The National Assembly of Venezuela authorized on Thursday a second 15-year extension of two mixed companies operated by the state-owned PDVSA and the American company Chevron.
The extension would be for the exercise of primary hydrocarbon activities in the period 2026-2041according to a report presented on Wednesday by the vice minister of hydrocarbons, Erick Pérez, in the Energy and Petroleum commission of congress.
The first authorization with which the companies operate corresponds to the years 2006-2026according to the report.

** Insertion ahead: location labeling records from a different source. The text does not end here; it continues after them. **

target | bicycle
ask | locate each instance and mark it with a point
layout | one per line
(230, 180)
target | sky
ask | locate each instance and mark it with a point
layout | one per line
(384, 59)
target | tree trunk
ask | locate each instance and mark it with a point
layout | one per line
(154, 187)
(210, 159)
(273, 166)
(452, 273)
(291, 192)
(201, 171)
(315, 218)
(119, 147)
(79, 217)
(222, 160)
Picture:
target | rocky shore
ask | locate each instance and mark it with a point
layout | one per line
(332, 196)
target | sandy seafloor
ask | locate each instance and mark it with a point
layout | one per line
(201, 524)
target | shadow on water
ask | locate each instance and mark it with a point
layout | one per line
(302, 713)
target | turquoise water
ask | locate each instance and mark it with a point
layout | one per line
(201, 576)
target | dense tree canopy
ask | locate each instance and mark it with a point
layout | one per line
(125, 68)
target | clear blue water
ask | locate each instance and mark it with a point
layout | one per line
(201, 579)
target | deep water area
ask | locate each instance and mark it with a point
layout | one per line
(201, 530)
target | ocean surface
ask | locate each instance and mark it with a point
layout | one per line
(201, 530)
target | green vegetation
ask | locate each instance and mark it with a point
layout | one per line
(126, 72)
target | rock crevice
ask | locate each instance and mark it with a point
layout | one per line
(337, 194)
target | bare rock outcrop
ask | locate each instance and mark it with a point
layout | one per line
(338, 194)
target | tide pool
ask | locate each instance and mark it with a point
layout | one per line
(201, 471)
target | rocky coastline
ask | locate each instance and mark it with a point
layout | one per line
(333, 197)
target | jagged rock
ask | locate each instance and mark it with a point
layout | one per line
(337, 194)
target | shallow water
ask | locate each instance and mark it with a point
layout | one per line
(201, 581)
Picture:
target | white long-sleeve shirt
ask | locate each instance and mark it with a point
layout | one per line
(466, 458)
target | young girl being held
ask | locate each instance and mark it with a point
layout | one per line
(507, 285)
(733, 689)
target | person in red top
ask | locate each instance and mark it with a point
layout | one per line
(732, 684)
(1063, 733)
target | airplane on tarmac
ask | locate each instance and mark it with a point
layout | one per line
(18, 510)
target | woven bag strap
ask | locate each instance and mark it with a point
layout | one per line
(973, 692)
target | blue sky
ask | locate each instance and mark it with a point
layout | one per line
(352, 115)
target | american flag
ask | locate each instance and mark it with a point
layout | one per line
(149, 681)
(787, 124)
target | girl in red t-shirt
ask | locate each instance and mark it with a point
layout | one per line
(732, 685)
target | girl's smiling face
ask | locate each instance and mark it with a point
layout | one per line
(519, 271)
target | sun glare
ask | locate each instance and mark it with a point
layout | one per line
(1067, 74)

PDVSA and Chevron expanded their operations after a special license issued in October by the Treasury Department, which allowed crude oil exports to the United States to resume.
According to the proposal of the Ministry of Petroleum, The largest of the two projects, the Petroboscán mixed company, in the state of Zulia, will require US$1,285 million in investments and US$3,350 million for operating expenses over the 15-year period, Pérez added during a conference this week.
The company plans to build 295 new wells and an average of 240 well services per year.
While the second project, Petroindependiente, will need US$10.7 million of investments and about US$205 million of expenses. The project includes the execution of 100 well services, among other activities.
Another 17 joint ventures are expected to submit extension requestssaid the president of the commission, Ángel Rodríguez. The legislator did not specify the dates of these procedures.